Example images with different wound depth scores: (a)-(e) score ranging from 0 to 4.

Fig. 2:

Example images with different granulation tissue amount scores: (a)-(e) score ranging from 0 to 4.

Our rubric for wound grading is the Photographic Wound Assessment Tool (PWAT)) [10]–[12], which has been proposed by wound assessment experts to enable novices accurately grade wounds and has been generally accepted as a standard for photo-based wound evaluation. PWAT uses eight criteria for grading wound healing: size, depth, necrotic tissue type, total amount of necrotic tissue, granulation tissue type, total amount of granulation tissue, edges and periulcer skin viability. Each PWAT criterion can be scored from 0 to 4 (good to bad), yielding a maximum total score of 32. Details of the PWAT assessment criteria for depth and total amount of granulation tissue are shown in Table I. Since PWAT scores for each attribute ranges from 0 to 4, we consider the grading of the wound depth and granulation tissue amount of diabetic wounds as a five-class image classification task.

TABLE I:

PWAT assessment rubric for wound depth and granulation tissue amount.

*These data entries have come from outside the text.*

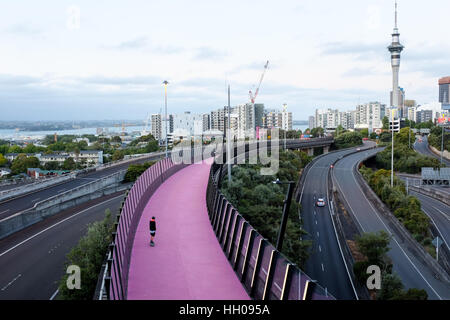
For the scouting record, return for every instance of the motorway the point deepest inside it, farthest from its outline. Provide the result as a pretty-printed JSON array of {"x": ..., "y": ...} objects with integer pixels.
[
  {"x": 412, "y": 272},
  {"x": 32, "y": 260},
  {"x": 439, "y": 214},
  {"x": 325, "y": 264},
  {"x": 422, "y": 147},
  {"x": 18, "y": 204}
]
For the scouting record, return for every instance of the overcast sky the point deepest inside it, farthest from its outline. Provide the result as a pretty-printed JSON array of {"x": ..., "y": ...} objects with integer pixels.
[{"x": 107, "y": 59}]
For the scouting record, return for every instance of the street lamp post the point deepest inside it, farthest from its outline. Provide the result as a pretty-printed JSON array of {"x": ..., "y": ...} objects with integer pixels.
[
  {"x": 392, "y": 149},
  {"x": 442, "y": 144},
  {"x": 165, "y": 117},
  {"x": 286, "y": 207}
]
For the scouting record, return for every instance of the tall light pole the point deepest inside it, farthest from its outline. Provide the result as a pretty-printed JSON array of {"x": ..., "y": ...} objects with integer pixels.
[
  {"x": 392, "y": 150},
  {"x": 165, "y": 117},
  {"x": 229, "y": 137},
  {"x": 286, "y": 207}
]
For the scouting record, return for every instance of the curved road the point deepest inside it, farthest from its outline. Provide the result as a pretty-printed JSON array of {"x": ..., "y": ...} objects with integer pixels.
[
  {"x": 187, "y": 262},
  {"x": 32, "y": 260},
  {"x": 439, "y": 214},
  {"x": 10, "y": 207},
  {"x": 325, "y": 263},
  {"x": 412, "y": 272}
]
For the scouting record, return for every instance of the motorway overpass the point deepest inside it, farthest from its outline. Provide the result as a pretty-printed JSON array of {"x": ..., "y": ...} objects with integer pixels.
[
  {"x": 413, "y": 272},
  {"x": 423, "y": 148}
]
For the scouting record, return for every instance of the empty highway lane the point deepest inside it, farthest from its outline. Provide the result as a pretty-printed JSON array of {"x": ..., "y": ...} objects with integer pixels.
[
  {"x": 32, "y": 260},
  {"x": 412, "y": 272}
]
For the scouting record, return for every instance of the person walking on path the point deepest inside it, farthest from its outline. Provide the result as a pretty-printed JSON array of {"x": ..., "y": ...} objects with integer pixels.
[{"x": 152, "y": 227}]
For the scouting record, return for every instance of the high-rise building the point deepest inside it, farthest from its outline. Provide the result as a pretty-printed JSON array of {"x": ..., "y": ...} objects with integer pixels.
[
  {"x": 369, "y": 116},
  {"x": 278, "y": 119},
  {"x": 412, "y": 111},
  {"x": 206, "y": 121},
  {"x": 395, "y": 49},
  {"x": 424, "y": 115},
  {"x": 187, "y": 124},
  {"x": 158, "y": 126},
  {"x": 444, "y": 92},
  {"x": 311, "y": 122},
  {"x": 259, "y": 114},
  {"x": 347, "y": 119}
]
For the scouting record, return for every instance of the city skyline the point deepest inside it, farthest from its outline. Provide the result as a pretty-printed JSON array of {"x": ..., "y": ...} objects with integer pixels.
[{"x": 85, "y": 65}]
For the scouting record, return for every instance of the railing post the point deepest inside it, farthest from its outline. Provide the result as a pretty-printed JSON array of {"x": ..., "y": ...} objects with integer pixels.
[
  {"x": 227, "y": 229},
  {"x": 287, "y": 281},
  {"x": 309, "y": 288},
  {"x": 270, "y": 274},
  {"x": 251, "y": 237},
  {"x": 257, "y": 267},
  {"x": 240, "y": 243},
  {"x": 233, "y": 236}
]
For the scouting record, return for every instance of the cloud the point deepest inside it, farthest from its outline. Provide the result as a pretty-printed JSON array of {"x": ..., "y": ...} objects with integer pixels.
[
  {"x": 137, "y": 43},
  {"x": 359, "y": 50},
  {"x": 23, "y": 29},
  {"x": 207, "y": 53}
]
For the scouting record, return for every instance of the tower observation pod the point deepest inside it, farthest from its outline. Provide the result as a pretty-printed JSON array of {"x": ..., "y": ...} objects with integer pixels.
[{"x": 395, "y": 49}]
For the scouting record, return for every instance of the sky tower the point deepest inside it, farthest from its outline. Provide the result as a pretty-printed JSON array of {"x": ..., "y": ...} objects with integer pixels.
[{"x": 395, "y": 49}]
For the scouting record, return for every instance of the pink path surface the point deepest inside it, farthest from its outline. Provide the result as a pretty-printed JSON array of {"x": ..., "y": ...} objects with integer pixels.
[{"x": 187, "y": 262}]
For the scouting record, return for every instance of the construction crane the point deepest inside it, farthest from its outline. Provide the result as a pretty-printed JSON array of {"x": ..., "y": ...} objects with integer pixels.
[
  {"x": 253, "y": 98},
  {"x": 250, "y": 93}
]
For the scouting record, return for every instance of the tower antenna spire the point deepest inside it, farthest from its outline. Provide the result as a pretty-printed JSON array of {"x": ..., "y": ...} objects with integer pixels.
[{"x": 395, "y": 14}]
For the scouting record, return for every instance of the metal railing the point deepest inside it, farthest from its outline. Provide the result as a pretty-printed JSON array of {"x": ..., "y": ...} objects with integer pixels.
[
  {"x": 114, "y": 273},
  {"x": 264, "y": 272}
]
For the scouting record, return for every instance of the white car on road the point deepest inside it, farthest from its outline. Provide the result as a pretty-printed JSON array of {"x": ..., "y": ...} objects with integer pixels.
[{"x": 320, "y": 202}]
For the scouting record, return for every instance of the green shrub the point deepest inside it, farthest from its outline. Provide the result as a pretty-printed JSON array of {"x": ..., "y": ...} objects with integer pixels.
[{"x": 88, "y": 254}]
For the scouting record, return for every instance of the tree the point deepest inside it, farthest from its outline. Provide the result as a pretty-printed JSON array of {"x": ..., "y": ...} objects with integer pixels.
[
  {"x": 391, "y": 287},
  {"x": 385, "y": 122},
  {"x": 3, "y": 160},
  {"x": 22, "y": 163},
  {"x": 88, "y": 255}
]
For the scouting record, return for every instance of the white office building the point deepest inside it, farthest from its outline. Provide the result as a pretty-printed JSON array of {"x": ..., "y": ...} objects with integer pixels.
[{"x": 369, "y": 116}]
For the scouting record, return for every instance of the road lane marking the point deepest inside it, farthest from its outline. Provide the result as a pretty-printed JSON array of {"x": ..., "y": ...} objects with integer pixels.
[
  {"x": 52, "y": 226},
  {"x": 445, "y": 216},
  {"x": 393, "y": 236},
  {"x": 12, "y": 281}
]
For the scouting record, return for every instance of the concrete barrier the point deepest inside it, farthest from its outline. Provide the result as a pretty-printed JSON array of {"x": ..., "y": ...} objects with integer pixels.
[
  {"x": 446, "y": 154},
  {"x": 12, "y": 193},
  {"x": 51, "y": 206},
  {"x": 433, "y": 193},
  {"x": 396, "y": 226}
]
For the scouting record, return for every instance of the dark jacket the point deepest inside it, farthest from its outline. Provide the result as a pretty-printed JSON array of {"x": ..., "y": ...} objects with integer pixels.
[{"x": 152, "y": 225}]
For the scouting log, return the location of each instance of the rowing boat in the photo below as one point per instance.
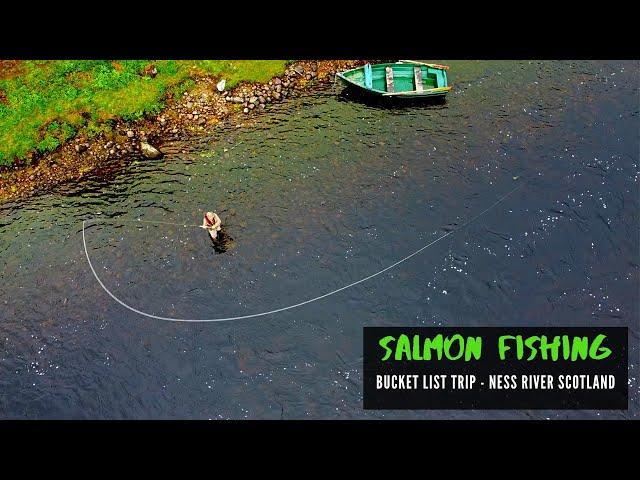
(403, 79)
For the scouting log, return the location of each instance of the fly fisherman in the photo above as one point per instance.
(212, 224)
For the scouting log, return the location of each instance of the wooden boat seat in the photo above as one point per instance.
(389, 79)
(368, 76)
(417, 75)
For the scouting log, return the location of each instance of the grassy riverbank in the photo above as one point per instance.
(45, 103)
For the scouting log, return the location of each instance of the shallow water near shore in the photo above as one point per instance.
(318, 193)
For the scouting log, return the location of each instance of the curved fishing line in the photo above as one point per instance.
(296, 305)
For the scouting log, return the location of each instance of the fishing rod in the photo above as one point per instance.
(288, 307)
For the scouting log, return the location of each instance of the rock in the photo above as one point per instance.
(150, 151)
(150, 71)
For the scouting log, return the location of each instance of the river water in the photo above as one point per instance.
(319, 193)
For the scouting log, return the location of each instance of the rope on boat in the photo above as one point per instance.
(289, 307)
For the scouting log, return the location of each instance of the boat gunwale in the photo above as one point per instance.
(407, 93)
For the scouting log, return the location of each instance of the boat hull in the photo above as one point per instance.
(403, 83)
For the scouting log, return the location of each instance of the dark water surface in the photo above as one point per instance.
(318, 194)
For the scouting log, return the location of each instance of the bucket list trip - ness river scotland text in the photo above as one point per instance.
(495, 368)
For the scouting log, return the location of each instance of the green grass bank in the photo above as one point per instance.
(45, 103)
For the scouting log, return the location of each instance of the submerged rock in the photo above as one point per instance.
(150, 151)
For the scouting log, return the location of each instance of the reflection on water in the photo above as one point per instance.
(323, 193)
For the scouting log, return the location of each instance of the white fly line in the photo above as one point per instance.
(288, 307)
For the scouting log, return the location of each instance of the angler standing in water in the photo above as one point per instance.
(212, 224)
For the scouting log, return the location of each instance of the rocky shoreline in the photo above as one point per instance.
(196, 113)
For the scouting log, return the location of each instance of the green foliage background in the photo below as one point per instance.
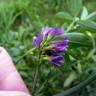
(20, 20)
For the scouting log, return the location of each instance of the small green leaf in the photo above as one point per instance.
(78, 40)
(88, 25)
(91, 16)
(63, 16)
(73, 6)
(84, 13)
(70, 79)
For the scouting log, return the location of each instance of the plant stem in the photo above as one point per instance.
(30, 50)
(35, 79)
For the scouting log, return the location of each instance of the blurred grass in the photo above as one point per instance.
(20, 20)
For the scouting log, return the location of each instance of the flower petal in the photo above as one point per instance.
(57, 60)
(37, 40)
(45, 31)
(56, 31)
(61, 45)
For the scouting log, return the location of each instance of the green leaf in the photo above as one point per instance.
(91, 16)
(78, 87)
(88, 25)
(84, 13)
(63, 16)
(73, 6)
(78, 40)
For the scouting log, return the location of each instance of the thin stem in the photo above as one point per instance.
(30, 50)
(71, 25)
(35, 80)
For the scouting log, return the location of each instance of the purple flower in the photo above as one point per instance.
(61, 45)
(37, 40)
(56, 31)
(57, 60)
(55, 49)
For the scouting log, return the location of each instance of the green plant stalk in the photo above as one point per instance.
(35, 80)
(28, 52)
(78, 87)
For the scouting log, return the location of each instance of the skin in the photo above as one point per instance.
(10, 79)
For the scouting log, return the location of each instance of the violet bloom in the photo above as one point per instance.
(57, 48)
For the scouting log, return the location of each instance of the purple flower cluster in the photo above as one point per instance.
(54, 52)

Attribute	PWAT Scoring Rubric
Wound depth	0. wound is healed (skin intact) or nearly closed (< 0.3cm2)
	1. full thickness
	2. unable to judge because majority of wound base is covered by yellow/black eschar
	3. full thickness involving underlying tissue layers
	4. tendon, joint capsule, bone, visible/ present in wound base
Granulation tissue amount	0 = Wound is closed (skin intact) or nearly closed (< 0.3cm2)
	1 = 75%to 100% of open wound is covered with granulation tissue
	2 = > 50% and < 75% of open wound is covered with granulation tissue
	3 = 25% to 50% of wound bed is covered with granulation tissue
	4 = < 25% of wound bed is covered with granulation tissue

Previous photo-based automatic wound assessment research mostly used traditional machine learning approaches with hand-crafted image descriptors such as color and textural features [13], color histograms [14], local binary patterns (LBP) [15], morphological and topological characteristics [16]. There has been little research into image-based wound depth evaluation. Acha et al extracted first-order statistical features [17] and colour and texture features [18] for wound diagnosis. In summary, these approaches all utilize handcrafted image descriptors with unsupervised approaches for classification, which may not effectively distinguish similar wound attribute sub-classes.

Following the success of deep neural network in many computer vision and image analysis tasks, they are increasingly being used for wound image analyses. Convolutional Neural Networks (CNNs) are the most widely used architectures for wound image analyses. In order to classify healthy skin and the wounds, CNN-based DFUNet [19] and LeNet [20] were proposed. CNN architectures performed well for wound tissue type classification [21], [22]. However, these prior deep learning methods adopted CNN architectures for classifying wound images into two or three very distinct classes (e.g. Skin vs wound vs background).In contrast to prior work, our goal was to classify wound depth and granulation tissue amount into five grades ranging from 0 to 4 based on the PWAT grading rubric. As wound depth and granulation tissue amount of different grades do not have obvious distinguishing visual characteristics, our classification task was challenging.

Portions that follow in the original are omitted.